Susan McLean has two books of poetry, The Best Disguise and The Whetstone Misses the Knife, and one book of translations of Martial, Selected Epigrams. Her poems have appeared in Light, Lighten Up Online, Measure, Able Muse, and elsewhere. She lives in Iowa City, Iowa.
https://www.pw.org/content/susan_mclean

Photo: “Two Road Diverged…” by wackybadger is licensed under CC BY-SA 2.0.

Odd poem: Robert Frost, ‘The Draft Horse’

With a lantern that wouldn’t burn
In too frail a buggy we drove
Behind too heavy a horse
Through a pitch-dark limitless grove.

And a man came out of the trees
And took our horse by the head
And reaching back to his ribs
Deliberately stabbed him dead.

The ponderous beast went down
With a crack of a broken shaft.
And the night drew through the trees
In one long invidious draft.

The most unquestioning pair
That ever accepted fate
And the least disposed to ascribe
Any more than we had to to hate,

We assumed that the man himself
Or someone he had to obey
Wanted us to get down
And walk the rest of the way.

At a poetry reading in the Library of Congress, Robert Frost apparently described “The Draft Horse” as a poem “that nobody knows how to take“. That’s one way to look at it.
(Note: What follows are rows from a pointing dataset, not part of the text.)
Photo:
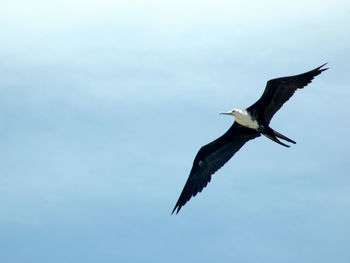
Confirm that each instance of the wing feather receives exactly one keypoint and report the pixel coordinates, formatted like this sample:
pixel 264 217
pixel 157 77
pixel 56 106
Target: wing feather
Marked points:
pixel 280 90
pixel 211 158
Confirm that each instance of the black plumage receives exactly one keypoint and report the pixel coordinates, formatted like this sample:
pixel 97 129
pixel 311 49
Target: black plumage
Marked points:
pixel 214 155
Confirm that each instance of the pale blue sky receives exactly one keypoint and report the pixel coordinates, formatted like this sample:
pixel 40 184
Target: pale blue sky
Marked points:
pixel 104 104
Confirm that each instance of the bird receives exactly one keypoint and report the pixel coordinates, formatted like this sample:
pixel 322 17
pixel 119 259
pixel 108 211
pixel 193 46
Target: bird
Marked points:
pixel 249 124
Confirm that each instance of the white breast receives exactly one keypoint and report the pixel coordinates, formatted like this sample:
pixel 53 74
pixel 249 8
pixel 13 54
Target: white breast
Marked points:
pixel 243 117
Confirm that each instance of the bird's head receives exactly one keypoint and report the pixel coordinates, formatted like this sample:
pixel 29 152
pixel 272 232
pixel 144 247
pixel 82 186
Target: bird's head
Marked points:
pixel 231 112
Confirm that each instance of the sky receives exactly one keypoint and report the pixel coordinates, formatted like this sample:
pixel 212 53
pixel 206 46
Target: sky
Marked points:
pixel 104 105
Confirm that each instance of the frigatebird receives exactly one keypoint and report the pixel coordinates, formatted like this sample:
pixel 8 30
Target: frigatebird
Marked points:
pixel 249 124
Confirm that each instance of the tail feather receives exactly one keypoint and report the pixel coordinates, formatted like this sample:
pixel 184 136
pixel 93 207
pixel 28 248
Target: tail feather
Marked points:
pixel 281 136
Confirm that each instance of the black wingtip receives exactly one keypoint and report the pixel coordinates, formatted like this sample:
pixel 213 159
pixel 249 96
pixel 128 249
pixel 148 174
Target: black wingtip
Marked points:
pixel 178 207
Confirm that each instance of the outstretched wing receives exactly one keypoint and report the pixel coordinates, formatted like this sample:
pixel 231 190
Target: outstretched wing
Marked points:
pixel 211 158
pixel 278 91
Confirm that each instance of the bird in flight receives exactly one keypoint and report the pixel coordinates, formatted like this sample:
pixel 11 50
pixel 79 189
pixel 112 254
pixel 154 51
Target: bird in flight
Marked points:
pixel 249 124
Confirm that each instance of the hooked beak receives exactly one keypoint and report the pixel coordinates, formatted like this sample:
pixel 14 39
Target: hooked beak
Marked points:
pixel 226 113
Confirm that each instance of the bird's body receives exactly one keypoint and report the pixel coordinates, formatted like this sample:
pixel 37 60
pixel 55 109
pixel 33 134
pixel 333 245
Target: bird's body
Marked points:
pixel 250 123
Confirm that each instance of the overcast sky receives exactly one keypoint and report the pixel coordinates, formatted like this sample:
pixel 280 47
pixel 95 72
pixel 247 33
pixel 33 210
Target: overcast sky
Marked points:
pixel 104 105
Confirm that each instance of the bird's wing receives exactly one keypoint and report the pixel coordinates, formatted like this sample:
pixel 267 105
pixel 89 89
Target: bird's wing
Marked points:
pixel 278 91
pixel 211 158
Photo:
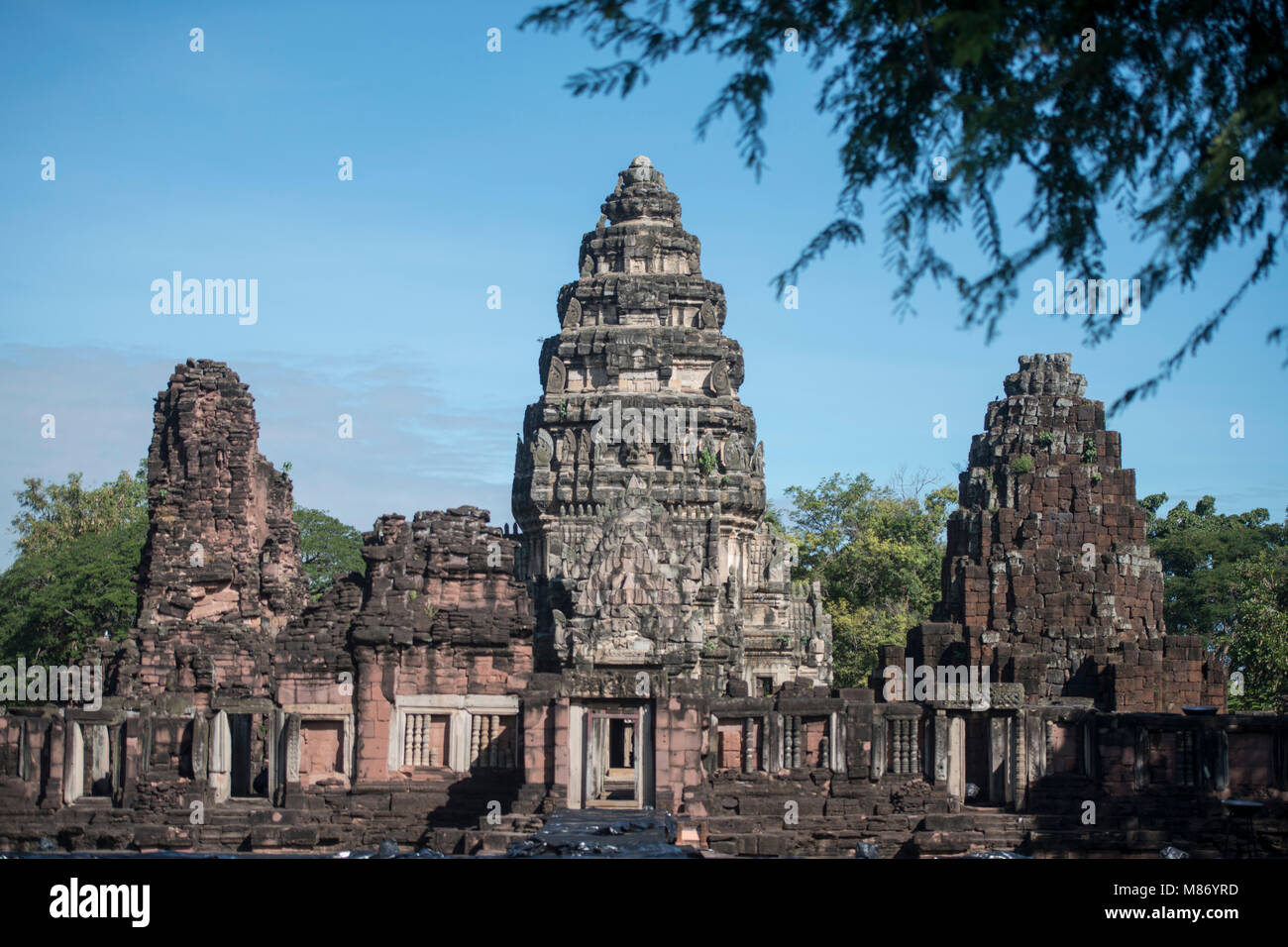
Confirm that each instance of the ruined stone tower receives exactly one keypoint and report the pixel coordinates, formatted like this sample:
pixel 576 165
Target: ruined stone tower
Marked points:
pixel 220 571
pixel 1047 578
pixel 639 483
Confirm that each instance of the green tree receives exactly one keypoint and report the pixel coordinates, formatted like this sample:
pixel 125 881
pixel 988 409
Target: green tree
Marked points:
pixel 73 579
pixel 327 548
pixel 1167 115
pixel 1256 641
pixel 1201 552
pixel 877 553
pixel 51 514
pixel 54 602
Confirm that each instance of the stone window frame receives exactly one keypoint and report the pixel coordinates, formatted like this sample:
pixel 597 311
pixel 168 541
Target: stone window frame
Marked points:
pixel 75 762
pixel 460 710
pixel 760 718
pixel 832 731
pixel 340 712
pixel 921 732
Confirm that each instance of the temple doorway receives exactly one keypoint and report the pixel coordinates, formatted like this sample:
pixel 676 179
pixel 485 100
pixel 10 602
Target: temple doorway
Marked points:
pixel 978 761
pixel 616 770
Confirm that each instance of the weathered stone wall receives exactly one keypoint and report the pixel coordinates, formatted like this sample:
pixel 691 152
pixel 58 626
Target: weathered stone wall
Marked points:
pixel 1047 578
pixel 220 570
pixel 639 482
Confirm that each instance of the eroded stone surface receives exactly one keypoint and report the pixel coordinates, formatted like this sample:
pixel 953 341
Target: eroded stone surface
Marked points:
pixel 639 483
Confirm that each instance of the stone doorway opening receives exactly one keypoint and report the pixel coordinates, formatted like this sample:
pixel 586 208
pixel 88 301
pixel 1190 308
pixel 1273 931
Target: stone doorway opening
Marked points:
pixel 978 761
pixel 614 758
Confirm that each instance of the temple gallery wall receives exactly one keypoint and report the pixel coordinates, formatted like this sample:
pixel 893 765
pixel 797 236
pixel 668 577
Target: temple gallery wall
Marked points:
pixel 638 639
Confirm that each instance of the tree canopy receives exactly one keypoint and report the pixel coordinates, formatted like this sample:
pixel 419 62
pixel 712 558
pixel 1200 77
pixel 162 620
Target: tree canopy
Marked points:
pixel 1225 577
pixel 1171 116
pixel 327 548
pixel 73 579
pixel 877 553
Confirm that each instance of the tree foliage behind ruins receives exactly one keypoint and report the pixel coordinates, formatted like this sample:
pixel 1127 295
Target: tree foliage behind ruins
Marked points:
pixel 877 553
pixel 1225 577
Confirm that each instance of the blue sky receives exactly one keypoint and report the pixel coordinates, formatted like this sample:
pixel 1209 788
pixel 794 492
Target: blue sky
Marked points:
pixel 477 169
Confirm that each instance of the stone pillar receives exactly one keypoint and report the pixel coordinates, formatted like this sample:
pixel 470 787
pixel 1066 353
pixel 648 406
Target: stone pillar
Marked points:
pixel 940 746
pixel 220 758
pixel 999 758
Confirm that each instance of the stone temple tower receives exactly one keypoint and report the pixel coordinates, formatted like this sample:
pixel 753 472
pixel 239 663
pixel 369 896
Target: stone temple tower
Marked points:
pixel 1047 578
pixel 639 483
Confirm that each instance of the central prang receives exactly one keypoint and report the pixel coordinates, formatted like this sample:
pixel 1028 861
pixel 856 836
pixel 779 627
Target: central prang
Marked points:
pixel 639 484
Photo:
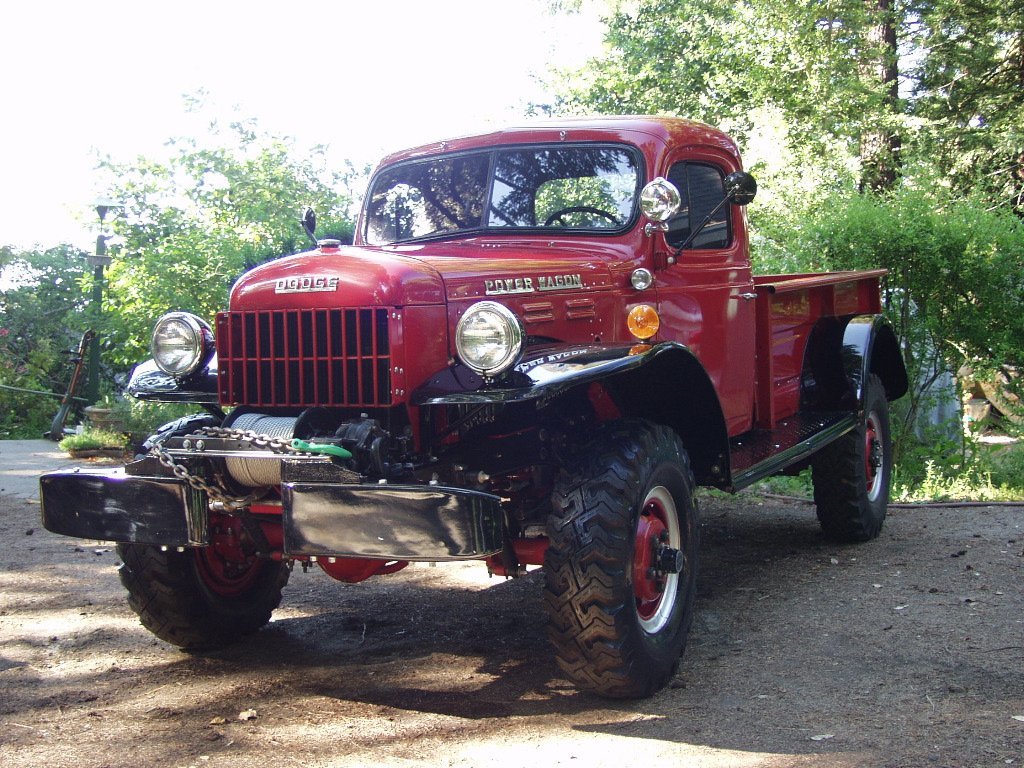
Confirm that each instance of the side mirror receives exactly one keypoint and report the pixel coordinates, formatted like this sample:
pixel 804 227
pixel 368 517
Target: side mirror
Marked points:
pixel 740 187
pixel 309 223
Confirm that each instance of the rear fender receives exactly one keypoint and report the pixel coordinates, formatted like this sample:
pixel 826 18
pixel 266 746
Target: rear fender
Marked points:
pixel 842 353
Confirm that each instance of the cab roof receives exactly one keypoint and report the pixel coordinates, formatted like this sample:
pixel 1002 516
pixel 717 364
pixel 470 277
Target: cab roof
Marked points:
pixel 638 130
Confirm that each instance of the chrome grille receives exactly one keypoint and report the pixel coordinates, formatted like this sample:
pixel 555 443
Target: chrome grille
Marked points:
pixel 304 357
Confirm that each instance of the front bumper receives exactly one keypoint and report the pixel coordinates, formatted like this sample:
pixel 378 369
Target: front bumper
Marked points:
pixel 320 518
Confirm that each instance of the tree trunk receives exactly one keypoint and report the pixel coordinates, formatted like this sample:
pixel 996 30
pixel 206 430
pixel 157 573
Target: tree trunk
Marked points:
pixel 880 144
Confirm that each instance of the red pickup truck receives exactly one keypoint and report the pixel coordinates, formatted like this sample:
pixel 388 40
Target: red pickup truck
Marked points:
pixel 542 341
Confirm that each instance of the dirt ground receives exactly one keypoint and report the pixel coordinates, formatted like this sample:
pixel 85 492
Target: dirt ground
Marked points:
pixel 905 651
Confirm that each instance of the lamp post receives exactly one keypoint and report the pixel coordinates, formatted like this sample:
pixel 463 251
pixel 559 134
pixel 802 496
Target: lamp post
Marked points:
pixel 97 262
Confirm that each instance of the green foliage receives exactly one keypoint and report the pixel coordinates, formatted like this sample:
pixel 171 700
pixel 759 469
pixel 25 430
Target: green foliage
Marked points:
pixel 970 87
pixel 40 321
pixel 94 439
pixel 196 221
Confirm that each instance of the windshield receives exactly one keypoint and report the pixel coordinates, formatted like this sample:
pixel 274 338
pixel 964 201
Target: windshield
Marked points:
pixel 573 188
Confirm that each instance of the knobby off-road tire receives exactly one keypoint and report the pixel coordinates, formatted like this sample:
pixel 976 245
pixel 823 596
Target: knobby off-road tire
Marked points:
pixel 617 624
pixel 851 476
pixel 190 600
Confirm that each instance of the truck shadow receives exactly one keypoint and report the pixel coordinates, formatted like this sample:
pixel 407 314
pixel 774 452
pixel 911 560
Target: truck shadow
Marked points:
pixel 482 653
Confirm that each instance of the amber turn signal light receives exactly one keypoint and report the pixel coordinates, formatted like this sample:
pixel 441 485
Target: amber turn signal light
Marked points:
pixel 643 322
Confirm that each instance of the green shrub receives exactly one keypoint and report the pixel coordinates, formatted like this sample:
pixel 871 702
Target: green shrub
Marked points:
pixel 94 439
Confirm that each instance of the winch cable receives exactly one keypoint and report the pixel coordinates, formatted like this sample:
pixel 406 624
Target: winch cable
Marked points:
pixel 259 472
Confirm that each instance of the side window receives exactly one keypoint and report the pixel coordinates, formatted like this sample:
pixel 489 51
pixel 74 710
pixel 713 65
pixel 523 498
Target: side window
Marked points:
pixel 701 187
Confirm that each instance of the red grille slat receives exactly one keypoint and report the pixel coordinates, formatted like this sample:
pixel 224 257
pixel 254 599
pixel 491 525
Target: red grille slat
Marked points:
pixel 304 357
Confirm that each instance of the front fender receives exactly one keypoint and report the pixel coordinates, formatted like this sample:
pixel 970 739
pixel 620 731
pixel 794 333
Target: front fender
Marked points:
pixel 664 383
pixel 543 373
pixel 150 383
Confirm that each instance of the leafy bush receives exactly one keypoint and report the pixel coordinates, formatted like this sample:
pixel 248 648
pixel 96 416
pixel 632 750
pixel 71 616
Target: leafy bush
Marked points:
pixel 94 439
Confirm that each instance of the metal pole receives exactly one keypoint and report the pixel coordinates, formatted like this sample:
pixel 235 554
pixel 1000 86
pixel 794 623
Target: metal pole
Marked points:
pixel 96 312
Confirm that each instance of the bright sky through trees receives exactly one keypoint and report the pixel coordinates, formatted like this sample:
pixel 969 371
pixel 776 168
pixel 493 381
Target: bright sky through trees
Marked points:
pixel 364 78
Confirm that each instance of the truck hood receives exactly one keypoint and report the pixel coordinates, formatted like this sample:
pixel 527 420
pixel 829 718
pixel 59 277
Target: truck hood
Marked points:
pixel 427 273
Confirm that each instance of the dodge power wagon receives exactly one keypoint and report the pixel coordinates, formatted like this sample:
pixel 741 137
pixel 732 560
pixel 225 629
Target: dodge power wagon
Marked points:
pixel 542 341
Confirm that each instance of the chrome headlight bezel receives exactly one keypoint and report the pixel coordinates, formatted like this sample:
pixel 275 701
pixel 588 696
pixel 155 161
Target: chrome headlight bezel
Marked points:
pixel 181 344
pixel 488 338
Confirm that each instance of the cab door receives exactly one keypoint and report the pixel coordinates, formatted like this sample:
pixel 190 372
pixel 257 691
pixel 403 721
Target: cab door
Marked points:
pixel 706 293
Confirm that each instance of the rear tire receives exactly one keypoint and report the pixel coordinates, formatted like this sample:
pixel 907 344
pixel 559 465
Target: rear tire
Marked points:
pixel 624 517
pixel 194 599
pixel 852 475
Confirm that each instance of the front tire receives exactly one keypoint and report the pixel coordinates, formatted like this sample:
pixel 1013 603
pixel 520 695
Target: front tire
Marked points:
pixel 621 566
pixel 852 475
pixel 195 599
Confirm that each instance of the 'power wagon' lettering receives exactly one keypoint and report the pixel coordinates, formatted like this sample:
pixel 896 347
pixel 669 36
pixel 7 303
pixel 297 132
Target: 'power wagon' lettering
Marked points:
pixel 506 286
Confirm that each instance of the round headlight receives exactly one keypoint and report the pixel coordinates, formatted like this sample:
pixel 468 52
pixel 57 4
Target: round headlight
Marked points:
pixel 181 343
pixel 659 200
pixel 488 338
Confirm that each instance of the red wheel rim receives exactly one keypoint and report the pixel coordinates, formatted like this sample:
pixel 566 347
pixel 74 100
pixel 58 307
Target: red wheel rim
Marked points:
pixel 873 472
pixel 653 592
pixel 225 578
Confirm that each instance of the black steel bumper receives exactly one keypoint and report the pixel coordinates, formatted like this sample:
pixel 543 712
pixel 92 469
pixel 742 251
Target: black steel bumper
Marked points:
pixel 386 521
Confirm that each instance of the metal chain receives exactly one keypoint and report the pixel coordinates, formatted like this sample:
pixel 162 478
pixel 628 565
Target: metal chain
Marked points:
pixel 219 493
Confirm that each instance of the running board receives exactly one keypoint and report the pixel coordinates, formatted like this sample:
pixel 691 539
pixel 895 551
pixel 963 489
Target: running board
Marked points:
pixel 763 453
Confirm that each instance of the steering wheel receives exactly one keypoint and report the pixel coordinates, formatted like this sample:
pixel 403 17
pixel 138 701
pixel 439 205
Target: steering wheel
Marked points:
pixel 580 209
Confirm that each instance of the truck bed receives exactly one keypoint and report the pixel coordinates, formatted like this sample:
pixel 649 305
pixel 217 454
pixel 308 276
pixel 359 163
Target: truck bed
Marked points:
pixel 787 308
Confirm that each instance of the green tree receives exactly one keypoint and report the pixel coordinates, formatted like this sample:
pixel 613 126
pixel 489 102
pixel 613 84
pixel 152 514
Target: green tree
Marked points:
pixel 970 88
pixel 195 221
pixel 40 320
pixel 827 71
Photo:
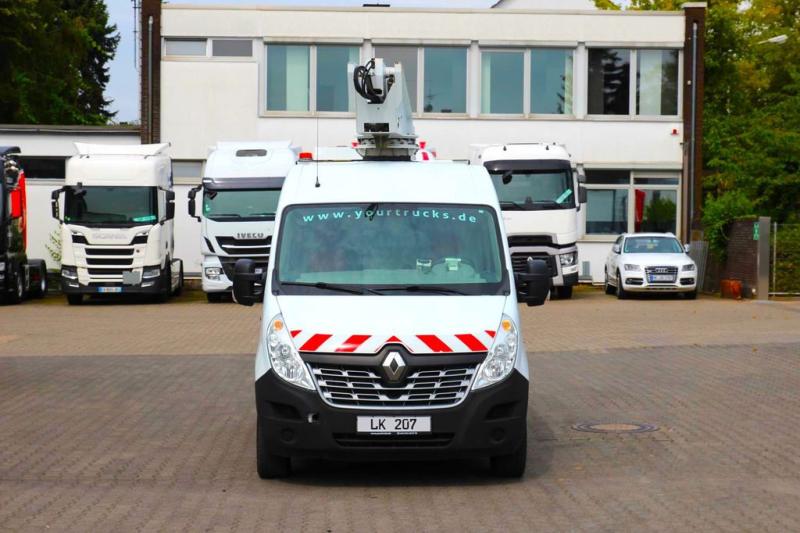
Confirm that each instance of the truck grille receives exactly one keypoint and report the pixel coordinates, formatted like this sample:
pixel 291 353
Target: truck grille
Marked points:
pixel 519 261
pixel 244 247
pixel 670 271
pixel 361 386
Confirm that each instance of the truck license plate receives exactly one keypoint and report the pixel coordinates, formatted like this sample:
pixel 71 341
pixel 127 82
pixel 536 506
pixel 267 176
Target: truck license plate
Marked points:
pixel 394 424
pixel 109 289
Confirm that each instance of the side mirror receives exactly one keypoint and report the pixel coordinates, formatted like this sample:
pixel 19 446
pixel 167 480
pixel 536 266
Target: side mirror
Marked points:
pixel 537 282
pixel 247 285
pixel 170 197
pixel 54 203
pixel 192 194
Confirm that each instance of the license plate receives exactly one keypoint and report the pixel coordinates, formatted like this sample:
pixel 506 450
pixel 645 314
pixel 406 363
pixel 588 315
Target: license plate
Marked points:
pixel 662 277
pixel 109 289
pixel 394 424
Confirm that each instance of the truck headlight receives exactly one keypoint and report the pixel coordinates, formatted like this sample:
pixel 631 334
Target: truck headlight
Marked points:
pixel 213 272
pixel 69 273
pixel 283 355
pixel 568 259
pixel 499 361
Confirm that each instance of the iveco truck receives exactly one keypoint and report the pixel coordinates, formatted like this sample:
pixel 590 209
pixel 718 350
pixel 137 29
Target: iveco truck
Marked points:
pixel 117 223
pixel 390 326
pixel 241 185
pixel 19 276
pixel 540 194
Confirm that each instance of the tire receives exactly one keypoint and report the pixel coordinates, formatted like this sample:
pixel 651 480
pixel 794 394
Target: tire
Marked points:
pixel 621 294
pixel 269 466
pixel 40 290
pixel 215 297
pixel 512 465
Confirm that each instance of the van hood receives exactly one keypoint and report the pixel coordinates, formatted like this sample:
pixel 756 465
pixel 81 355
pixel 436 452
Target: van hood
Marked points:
pixel 364 324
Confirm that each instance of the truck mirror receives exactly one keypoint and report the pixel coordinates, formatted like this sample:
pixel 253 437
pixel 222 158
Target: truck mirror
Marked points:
pixel 54 203
pixel 192 195
pixel 538 281
pixel 170 197
pixel 245 280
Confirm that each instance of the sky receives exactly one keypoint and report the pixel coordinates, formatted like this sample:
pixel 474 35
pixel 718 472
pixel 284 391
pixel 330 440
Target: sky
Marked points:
pixel 123 88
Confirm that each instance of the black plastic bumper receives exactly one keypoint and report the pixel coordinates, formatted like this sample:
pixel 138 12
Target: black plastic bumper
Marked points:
pixel 298 423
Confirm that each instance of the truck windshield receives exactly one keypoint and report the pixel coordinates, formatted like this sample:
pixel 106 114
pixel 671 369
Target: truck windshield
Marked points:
pixel 653 245
pixel 111 206
pixel 390 248
pixel 534 190
pixel 250 204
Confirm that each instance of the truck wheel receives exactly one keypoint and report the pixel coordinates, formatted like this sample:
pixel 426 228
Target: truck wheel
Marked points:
pixel 39 290
pixel 512 465
pixel 621 294
pixel 269 466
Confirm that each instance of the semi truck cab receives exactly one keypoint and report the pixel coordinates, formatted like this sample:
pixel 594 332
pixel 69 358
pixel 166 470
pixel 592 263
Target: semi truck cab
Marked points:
pixel 540 194
pixel 390 326
pixel 117 224
pixel 241 185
Another way is that everyone who reads it seems to quite confidently take it in a different direction.

It has been called an allegory of the atom bomb–but, though first published in 1962, it was actually written in the 1920s, long before the bomb.

It’s been called an allegory of American expansionism.

It has been suggested as “a metaphor for the lives of ordinary citizens in totalitarian states, such as Nazi Germany, Soviet Russia and West Germany.” (West Germany. Really.) “Then the man could be an agent of the government, who does what he deems necessary and then disappears again.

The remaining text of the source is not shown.